Three-dimensional landmark-based analyses recently conducted by Thomas et al. (2019) for all six modern genera yielded an unweighted genus-level average of 71.3% correct classifications (74.6% without Megadyptes). The relevant percentage ranged from 0% (Spheniscus) to 100% (Eudyptula). In addition to the latter taxon, Aptenodytes and Eudyptes also exceeded the 90% threshold. In contrast to these results, correct classification scores for Pygoscelis and Spheniscus exceeded 90% in the current study. The only scores plot presented by Thomas et al. (2019, fig. 5), although based on PCs (an unsupervised ordination), resembles in its message that by Livezey (1989, fig. 9) and slightly more distantly Fig. 3a in this study (both resulting from a supervised method).

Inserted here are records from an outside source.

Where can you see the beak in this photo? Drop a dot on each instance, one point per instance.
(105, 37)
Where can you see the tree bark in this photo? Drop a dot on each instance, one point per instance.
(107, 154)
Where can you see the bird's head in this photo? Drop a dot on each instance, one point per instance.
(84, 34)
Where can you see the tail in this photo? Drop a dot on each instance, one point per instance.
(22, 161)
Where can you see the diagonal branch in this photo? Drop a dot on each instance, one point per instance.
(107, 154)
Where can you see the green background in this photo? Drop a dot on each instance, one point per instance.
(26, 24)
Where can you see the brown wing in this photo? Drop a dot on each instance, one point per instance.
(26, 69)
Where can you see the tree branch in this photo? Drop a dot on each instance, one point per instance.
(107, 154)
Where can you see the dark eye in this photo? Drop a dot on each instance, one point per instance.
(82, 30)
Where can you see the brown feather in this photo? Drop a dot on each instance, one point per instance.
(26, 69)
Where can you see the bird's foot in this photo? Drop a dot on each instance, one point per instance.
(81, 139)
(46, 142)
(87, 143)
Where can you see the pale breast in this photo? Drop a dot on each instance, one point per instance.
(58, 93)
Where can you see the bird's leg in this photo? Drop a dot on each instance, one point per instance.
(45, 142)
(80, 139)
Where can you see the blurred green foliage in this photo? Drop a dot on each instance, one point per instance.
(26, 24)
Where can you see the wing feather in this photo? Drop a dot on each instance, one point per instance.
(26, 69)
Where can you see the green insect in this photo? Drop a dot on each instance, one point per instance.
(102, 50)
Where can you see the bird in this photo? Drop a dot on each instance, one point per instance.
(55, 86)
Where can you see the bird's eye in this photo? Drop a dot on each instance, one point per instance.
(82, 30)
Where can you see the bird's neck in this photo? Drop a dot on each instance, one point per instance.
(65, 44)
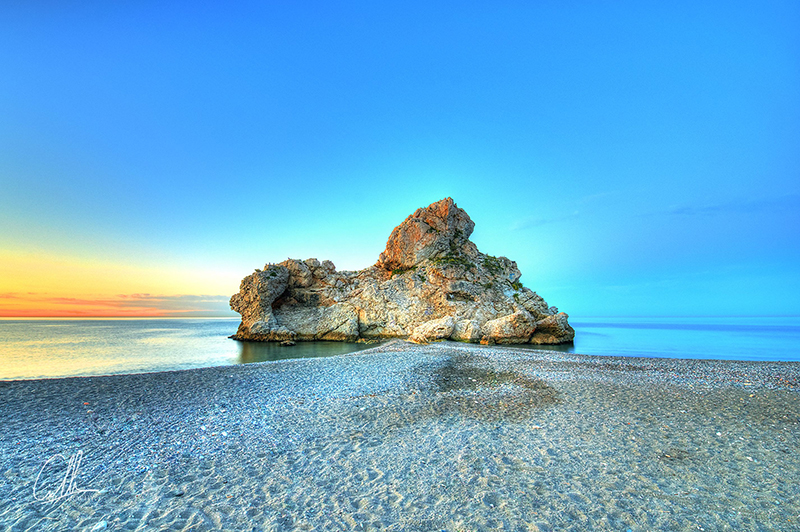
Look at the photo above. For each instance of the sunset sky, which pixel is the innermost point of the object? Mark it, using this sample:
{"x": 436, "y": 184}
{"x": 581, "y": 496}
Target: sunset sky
{"x": 634, "y": 158}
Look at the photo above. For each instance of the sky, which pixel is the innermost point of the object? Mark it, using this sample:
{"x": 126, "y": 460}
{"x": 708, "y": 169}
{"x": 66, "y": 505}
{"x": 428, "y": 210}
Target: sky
{"x": 634, "y": 158}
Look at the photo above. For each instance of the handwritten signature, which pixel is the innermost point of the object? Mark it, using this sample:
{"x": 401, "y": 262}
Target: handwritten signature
{"x": 67, "y": 487}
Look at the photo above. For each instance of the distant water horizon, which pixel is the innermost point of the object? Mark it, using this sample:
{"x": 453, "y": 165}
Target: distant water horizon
{"x": 34, "y": 348}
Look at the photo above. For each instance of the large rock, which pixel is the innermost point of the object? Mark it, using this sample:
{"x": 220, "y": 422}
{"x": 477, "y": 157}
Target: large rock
{"x": 430, "y": 283}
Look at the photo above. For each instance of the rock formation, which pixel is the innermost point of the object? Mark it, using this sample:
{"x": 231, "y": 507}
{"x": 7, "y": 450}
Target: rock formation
{"x": 430, "y": 283}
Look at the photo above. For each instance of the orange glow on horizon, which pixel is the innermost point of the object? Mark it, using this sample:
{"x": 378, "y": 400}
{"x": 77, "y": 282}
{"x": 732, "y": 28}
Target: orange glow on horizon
{"x": 45, "y": 285}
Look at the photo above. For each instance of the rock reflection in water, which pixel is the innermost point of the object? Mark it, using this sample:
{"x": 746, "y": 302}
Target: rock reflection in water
{"x": 268, "y": 351}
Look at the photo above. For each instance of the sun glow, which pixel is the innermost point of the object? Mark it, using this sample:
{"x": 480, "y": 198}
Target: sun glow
{"x": 38, "y": 285}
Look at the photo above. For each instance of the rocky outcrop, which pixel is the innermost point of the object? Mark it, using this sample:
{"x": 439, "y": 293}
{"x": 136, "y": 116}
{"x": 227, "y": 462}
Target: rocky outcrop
{"x": 430, "y": 283}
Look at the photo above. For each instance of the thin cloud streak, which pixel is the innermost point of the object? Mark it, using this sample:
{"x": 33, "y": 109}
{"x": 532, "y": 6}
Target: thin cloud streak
{"x": 781, "y": 203}
{"x": 528, "y": 223}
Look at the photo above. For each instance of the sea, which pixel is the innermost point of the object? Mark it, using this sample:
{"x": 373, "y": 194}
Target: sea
{"x": 57, "y": 347}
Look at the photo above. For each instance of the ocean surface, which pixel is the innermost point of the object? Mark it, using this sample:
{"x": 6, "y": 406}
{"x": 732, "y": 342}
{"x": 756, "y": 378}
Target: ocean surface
{"x": 49, "y": 348}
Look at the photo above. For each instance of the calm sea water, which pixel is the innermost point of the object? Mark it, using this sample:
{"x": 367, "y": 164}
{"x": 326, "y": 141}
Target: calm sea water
{"x": 44, "y": 348}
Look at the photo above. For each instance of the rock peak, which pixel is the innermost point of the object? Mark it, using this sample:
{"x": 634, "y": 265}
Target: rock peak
{"x": 430, "y": 283}
{"x": 432, "y": 232}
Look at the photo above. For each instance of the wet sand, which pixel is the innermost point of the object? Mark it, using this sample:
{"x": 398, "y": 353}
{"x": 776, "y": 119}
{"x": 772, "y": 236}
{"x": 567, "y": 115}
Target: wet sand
{"x": 405, "y": 437}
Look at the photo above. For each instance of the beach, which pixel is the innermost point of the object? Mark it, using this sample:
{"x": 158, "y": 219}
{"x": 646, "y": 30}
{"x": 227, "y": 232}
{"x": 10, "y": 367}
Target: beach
{"x": 445, "y": 436}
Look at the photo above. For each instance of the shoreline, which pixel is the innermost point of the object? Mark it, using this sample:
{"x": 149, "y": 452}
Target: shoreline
{"x": 405, "y": 437}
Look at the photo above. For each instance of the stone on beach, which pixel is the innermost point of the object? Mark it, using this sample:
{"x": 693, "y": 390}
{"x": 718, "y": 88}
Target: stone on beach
{"x": 430, "y": 283}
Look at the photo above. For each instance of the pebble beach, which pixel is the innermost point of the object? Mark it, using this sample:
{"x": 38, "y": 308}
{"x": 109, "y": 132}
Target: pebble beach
{"x": 445, "y": 436}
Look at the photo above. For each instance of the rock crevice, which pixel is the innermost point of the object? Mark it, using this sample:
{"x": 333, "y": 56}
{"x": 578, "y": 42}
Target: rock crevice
{"x": 430, "y": 283}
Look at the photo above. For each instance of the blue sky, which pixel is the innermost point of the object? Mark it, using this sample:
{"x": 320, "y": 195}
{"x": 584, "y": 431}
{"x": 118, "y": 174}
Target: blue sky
{"x": 634, "y": 158}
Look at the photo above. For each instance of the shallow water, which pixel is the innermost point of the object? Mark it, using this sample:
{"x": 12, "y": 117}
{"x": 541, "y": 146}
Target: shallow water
{"x": 715, "y": 338}
{"x": 46, "y": 348}
{"x": 442, "y": 437}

Considering predictions of genus membership for the test data (Supplementary Table S2), only four (21.1%) out of 19 specimens (representing genera from the training set) were misclassified (Supplementary Table S5). Importantly, all outline shapes for “problematic” specimens were extracted from a set of photographs published in external sources (Supplementary Table S2), hence not taken in a standardized way. Three fossil specimens were classified correctly (Supplementary Table S5). The posterior probabilities calculated for an additional (20th) humerus (Supplementary Table S5), a specimen assignable to Megadyptes—the only extant genus not represented in the training set—strongly suggested its affinity with Eudyptes. This result is in line with ordination spaces obtained by Livezey (1989) and Thomas et al. (2019), where both genera overlapped. Moreover, these taxa are actually closely related (e.g., Gavryushkina et al. 2017).
A strong genus-level taxonomic correspondence is present in overall outline shapes of present-day penguin humeri. Elliptical Fourier transformation followed by LDA on PC scores, extracted from harmonic coefficients, proved to be a promising tool for addressing problems in classifying skeletons of extant Sphenisciformes. Its usefulness in penguin palaeontology is yet to be assessed.
The author wants to thank two anonymous reviewers for their valuable comments that helped improve this article.